Significance: The research house has upgraded its rating for the company from ‘Reduce’ to ‘Hold’, lowered its target price from RM2.93 to RM2.33 and cut its FY14-16 earnings by 4 to 7 percent to reflect losses from the floods and Asian Plantations.
KLCCP’S Core Net Profit Hits RM711m
KLCC Properties’ FY14 core net profit has reached RM711.2 million after the inclusion of its 4Q14 core net profit of RM205.1 million, according to CIMB Equities Research. The research house noted that the results were in line with its estimates as it accounted for 102 percent of its and 98 percent of consensus full-year forecasts.

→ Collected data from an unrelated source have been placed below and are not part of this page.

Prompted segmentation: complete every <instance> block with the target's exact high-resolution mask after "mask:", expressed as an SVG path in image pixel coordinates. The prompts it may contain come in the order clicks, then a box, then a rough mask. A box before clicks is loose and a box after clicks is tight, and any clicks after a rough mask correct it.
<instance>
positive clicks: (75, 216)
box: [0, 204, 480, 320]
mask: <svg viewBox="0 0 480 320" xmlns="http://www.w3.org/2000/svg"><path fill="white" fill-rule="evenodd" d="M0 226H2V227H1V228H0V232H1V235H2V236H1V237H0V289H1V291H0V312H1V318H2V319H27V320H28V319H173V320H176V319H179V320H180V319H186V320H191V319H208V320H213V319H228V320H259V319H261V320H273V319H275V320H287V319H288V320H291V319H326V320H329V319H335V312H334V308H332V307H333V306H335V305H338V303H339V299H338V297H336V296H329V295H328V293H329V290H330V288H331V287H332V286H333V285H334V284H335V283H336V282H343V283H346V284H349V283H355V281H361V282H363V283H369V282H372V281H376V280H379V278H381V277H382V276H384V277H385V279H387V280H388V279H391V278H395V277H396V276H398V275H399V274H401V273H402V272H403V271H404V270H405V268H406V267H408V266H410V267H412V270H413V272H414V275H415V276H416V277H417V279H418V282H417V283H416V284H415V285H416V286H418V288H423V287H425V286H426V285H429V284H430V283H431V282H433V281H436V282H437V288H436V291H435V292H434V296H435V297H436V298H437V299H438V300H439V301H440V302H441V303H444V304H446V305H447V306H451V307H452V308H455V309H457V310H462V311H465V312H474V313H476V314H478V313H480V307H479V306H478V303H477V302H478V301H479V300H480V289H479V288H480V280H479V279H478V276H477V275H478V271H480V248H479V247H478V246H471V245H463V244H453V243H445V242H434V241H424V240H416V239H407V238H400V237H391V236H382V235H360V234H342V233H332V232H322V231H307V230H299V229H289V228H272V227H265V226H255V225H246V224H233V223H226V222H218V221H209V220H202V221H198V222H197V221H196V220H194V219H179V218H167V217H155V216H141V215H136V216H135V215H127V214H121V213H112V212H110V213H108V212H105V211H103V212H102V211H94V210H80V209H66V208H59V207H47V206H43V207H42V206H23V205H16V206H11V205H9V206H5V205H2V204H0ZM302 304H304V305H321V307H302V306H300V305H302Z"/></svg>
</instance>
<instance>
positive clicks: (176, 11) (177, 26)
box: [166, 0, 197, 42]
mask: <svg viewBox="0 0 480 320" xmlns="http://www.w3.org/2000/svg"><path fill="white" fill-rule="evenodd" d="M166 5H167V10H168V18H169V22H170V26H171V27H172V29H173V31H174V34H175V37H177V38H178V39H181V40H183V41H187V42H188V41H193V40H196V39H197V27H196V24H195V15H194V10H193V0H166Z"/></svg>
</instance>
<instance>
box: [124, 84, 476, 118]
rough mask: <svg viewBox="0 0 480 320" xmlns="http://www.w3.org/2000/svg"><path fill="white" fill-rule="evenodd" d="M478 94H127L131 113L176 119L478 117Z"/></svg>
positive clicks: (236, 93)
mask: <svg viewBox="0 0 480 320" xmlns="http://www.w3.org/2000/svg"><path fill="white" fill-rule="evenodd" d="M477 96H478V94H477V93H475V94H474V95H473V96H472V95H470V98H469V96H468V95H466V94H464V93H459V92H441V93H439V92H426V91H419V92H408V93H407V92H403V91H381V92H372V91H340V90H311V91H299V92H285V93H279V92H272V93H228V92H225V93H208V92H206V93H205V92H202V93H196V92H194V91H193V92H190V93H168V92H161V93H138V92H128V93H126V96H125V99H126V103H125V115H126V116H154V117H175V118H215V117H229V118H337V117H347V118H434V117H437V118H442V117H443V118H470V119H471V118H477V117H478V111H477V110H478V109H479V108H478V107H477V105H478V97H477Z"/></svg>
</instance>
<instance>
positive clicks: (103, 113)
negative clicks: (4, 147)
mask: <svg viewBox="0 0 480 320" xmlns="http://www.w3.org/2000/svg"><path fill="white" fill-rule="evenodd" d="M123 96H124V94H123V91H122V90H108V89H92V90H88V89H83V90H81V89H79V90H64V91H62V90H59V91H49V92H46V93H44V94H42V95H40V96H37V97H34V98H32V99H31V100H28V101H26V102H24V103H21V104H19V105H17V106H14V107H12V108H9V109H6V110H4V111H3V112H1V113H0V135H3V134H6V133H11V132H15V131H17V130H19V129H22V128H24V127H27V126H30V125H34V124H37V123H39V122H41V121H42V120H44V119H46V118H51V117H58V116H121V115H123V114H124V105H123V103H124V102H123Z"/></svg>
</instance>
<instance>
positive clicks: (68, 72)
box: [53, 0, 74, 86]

The company’s core net profit rose by 24.6 percent year-on-year as a result of a growth in revenue from its retail and management services, which increased by 5.4 percent and 21.2 percent year-on-year, respectively. However, the research house did not amend its FY15 to FY16 earnings forecasts as it believes that it is improbable that the firm will be acquiring any assets besides its own developments like Menara Dayabumi in the short to medium term.
CIMB Research also noted that the firm’s balance sheet continues to be healthy with its gross and net gearing at 0.17 times and 0.1 times respectively, which means it should not have much issues with funding. It believes that the lack of acquisition was likely due to the lack of appropriate and available assets similar to those already in its portfolio like Suria KLCC.
Significance: Due to the fact the company is unlikely to make any acquisitions in the near to medium term, CIMB Research has a dry outlook towards it so it maintains its ‘Hold’ recommendation and leaves its target price unchanged at RM6.90.